Q. That’s a lot of headaches. What do you like best about your business?
A. I like that I can see my customers leave happy. We provide a very good product and it’s my passion. I love racing cars and seeing other people enjoy that. As a small-business owner, I also like the autonomy of setting my own hours so I can participate in the other organizations I’m on. I would not have had that ability if I weren’t a small-business owner. I can go to my daughter’s classes, or on my sons’ Boy Scout camping trip – I have that flexibility and there’s a lot of different things you can focus on and that’s enjoyable. Because the entrepreneurial side of me is there, which I think a lot of Mainers have, we want to be independent and not have a lot of people telling us what to do. That’s a great part of Maine and the other small businesses I work with; they all want to succeed although there are a lot of things pushing down on them.

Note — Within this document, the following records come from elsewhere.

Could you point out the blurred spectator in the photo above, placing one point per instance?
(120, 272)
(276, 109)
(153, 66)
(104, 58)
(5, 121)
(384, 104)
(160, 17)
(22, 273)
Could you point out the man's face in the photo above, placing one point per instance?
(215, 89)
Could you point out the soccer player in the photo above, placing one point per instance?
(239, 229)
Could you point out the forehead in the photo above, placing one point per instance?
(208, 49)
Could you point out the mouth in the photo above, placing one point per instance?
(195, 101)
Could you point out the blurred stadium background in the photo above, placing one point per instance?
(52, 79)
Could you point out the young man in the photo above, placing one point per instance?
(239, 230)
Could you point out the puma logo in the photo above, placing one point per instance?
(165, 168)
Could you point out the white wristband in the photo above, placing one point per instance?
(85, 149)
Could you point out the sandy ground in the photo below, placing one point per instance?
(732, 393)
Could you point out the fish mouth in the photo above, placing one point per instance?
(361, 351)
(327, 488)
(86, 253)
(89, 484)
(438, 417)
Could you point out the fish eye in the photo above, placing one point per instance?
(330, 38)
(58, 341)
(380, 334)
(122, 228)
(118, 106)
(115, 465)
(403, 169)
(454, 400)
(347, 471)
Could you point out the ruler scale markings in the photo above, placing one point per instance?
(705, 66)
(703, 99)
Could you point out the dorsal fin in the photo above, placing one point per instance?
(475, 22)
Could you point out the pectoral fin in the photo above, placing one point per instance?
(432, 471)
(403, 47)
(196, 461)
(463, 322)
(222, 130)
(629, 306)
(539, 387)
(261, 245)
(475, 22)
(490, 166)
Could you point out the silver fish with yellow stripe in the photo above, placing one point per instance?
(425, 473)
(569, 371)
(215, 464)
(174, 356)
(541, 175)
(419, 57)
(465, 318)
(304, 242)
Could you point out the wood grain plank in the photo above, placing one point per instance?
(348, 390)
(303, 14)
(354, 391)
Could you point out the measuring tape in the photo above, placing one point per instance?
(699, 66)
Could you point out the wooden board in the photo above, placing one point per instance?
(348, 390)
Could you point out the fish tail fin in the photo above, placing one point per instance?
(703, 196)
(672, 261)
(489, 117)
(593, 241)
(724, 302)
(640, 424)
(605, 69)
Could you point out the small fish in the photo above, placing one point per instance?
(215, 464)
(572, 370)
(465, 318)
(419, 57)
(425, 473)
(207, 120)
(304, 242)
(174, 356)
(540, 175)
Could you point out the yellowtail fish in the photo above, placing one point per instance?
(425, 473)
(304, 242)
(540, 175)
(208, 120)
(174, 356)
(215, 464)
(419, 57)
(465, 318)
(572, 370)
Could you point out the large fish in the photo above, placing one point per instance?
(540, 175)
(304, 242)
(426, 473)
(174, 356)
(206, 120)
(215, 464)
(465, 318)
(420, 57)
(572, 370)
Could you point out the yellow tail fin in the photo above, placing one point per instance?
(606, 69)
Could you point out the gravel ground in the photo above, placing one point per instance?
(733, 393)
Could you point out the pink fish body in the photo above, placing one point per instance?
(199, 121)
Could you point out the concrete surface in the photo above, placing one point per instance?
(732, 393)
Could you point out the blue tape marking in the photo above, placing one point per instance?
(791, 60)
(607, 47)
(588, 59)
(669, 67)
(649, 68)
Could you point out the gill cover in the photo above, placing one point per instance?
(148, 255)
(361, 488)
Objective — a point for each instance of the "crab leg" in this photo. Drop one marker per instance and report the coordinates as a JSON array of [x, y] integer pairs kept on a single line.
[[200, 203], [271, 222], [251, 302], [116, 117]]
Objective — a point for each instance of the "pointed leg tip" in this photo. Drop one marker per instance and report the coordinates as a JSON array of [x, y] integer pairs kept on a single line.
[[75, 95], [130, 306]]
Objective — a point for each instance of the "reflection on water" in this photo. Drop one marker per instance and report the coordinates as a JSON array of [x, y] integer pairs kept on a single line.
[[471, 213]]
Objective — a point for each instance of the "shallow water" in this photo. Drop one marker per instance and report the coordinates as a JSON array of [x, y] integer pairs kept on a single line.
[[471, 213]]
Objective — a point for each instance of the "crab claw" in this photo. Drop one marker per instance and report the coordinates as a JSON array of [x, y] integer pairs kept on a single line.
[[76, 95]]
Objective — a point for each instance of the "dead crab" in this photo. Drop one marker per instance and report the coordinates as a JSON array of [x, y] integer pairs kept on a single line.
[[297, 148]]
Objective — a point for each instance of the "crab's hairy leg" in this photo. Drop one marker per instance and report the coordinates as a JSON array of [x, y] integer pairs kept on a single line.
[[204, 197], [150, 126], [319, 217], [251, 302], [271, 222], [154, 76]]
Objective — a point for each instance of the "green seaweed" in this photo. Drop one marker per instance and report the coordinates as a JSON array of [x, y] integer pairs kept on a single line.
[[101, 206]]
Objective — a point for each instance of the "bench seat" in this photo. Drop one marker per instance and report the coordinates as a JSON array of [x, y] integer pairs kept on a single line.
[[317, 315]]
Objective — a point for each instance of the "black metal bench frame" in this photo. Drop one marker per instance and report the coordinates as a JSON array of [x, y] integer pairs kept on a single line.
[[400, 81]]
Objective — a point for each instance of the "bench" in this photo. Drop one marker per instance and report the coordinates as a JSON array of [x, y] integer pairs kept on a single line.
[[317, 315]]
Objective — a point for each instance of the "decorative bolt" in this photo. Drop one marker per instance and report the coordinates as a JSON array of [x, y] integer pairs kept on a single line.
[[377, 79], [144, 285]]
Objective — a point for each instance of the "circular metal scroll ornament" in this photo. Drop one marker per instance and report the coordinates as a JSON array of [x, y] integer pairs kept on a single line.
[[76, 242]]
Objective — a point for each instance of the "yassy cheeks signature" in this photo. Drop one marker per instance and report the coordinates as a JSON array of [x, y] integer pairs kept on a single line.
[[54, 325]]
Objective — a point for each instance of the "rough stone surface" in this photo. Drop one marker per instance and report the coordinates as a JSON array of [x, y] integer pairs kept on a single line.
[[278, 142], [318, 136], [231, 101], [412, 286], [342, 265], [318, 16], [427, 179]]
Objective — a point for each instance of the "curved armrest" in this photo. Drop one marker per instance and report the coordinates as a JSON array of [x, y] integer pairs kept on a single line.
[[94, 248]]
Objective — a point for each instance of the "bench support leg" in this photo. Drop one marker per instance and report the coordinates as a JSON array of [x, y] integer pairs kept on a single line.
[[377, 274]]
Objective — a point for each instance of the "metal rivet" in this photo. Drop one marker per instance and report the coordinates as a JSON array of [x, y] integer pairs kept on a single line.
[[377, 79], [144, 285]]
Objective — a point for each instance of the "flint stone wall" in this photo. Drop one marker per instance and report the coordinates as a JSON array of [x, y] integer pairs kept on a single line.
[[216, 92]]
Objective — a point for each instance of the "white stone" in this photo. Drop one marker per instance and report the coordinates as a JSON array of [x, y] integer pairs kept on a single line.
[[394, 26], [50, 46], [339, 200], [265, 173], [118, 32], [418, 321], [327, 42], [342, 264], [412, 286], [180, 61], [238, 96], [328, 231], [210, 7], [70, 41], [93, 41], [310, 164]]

Q. Do you get out on the track a lot?
A. I did when we first opened. I thought I’d be racing go-karts every day, but you realize there are other things that take your time. An employee just set a Guinness world record – Ryan Dyer, for the most miles on an indoor go-kart track in a 24-hour period – he went 323 miles and change. We’re still waiting for Guinness to confirm the record. He raised a lot of money for Alzheimer’s research. We help a lot of nonprofits with fundraising events.